Restart of Japan's tsunami-hit Onagawa nuclear reactor to be OK'd

Kyodo News

Posted at Oct 14 2020 02:01 PM

Restart of Japan's tsunami-hit Onagawa nuclear reactor to be OK'd 1
A man surveys damage in the devastated town of Kesennuma after last week's earthquake and tsunami in the Miyagi prefecture of Japan, March 15, 2011. The National Police Agency said Tuesday afternoon that 2,722 people had died, and many thousands were still missing. Bodies continued to wash ashore at various spots along the coast after having been pulled out to sea by the tsunami’s retreat. Shiho Fukada, The International Herald Tribune/The New York Times/File

SENDAI - A nuclear reactor in northeastern Japan damaged by the 2011 earthquake-tsunami disaster is all but certain to resume operations as the governor of the prefecture hosting the facility has decided to give consent to its targeted restart in 2022, local officials said Wednesday.

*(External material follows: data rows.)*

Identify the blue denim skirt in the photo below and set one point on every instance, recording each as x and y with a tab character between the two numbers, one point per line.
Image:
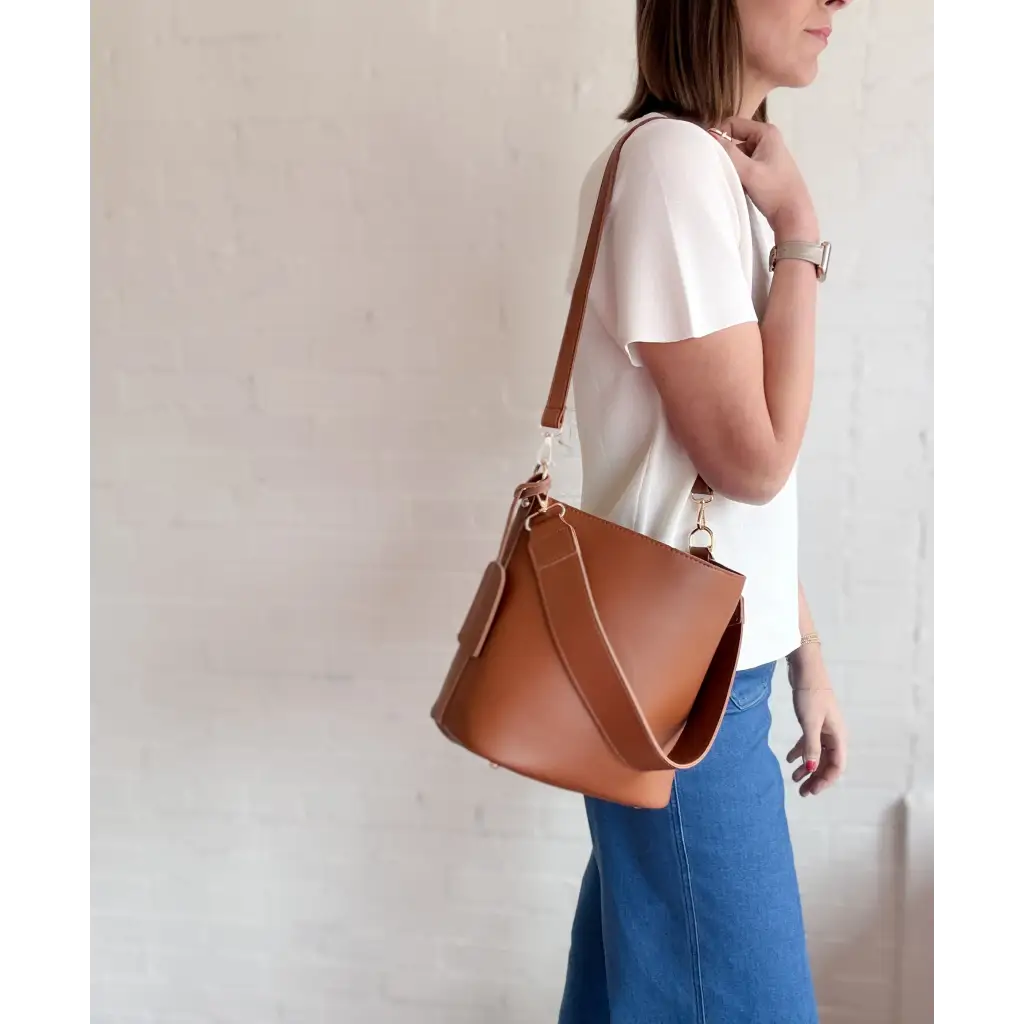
690	914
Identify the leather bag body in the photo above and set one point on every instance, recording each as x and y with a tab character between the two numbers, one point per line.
593	657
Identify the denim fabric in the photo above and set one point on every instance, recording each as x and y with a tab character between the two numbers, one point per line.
690	914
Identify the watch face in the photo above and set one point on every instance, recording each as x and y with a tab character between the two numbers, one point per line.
825	256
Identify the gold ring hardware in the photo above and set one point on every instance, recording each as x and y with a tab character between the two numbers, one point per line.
545	508
701	527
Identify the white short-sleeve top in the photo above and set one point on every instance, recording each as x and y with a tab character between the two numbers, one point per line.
684	254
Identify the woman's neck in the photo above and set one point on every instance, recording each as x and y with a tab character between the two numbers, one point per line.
754	95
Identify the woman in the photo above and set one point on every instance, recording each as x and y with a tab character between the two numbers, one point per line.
696	358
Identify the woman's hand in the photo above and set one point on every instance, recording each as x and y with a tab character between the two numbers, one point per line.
822	747
771	178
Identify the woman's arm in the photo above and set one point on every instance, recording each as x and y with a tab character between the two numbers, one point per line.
822	747
738	399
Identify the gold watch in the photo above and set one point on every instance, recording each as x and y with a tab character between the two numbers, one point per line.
813	252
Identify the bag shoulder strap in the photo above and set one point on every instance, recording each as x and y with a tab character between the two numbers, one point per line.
554	410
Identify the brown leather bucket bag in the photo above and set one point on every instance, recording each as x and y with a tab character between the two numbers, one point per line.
593	657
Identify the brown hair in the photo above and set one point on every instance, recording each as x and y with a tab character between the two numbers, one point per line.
689	60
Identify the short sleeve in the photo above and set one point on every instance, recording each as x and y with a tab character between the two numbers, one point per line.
671	264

Miyagi Gov. Yoshihiro Murai made the decision on Tohoku Electric Power Co.'s plan to reboot the No. 2 unit of its Onagawa nuclear plant in the prefecture and will formally announce his consent by the end of the year, according to the officials, who spoke on condition of anonymity.

By doing so, he would be the first governor of a disaster-hit prefecture to give the green light to the restart of a nuclear reactor.

He has come to believe residents will support his stance as the prefectural assembly adopted a plea seeking his consent at a panel meeting Tuesday and is set to approve it at a plenary session next week.

"When the plenary session shows its stance, I will make a decision upon hearing opinions of mayors of cities, towns and villages within the prefecture," Murai said.

Tohoku Electric aims to restart the reactor in 2022 at the earliest, after completing anti-disaster work such as the construction of an 800-meter-long seawall at the plant.

The reactor cleared a national safety screening by the Nuclear Regulation Authority in February, becoming the second disaster-damaged reactor to pass stricter safety standards after the Fukushima nuclear crisis -- the worst since the 1986 Chernobyl accident.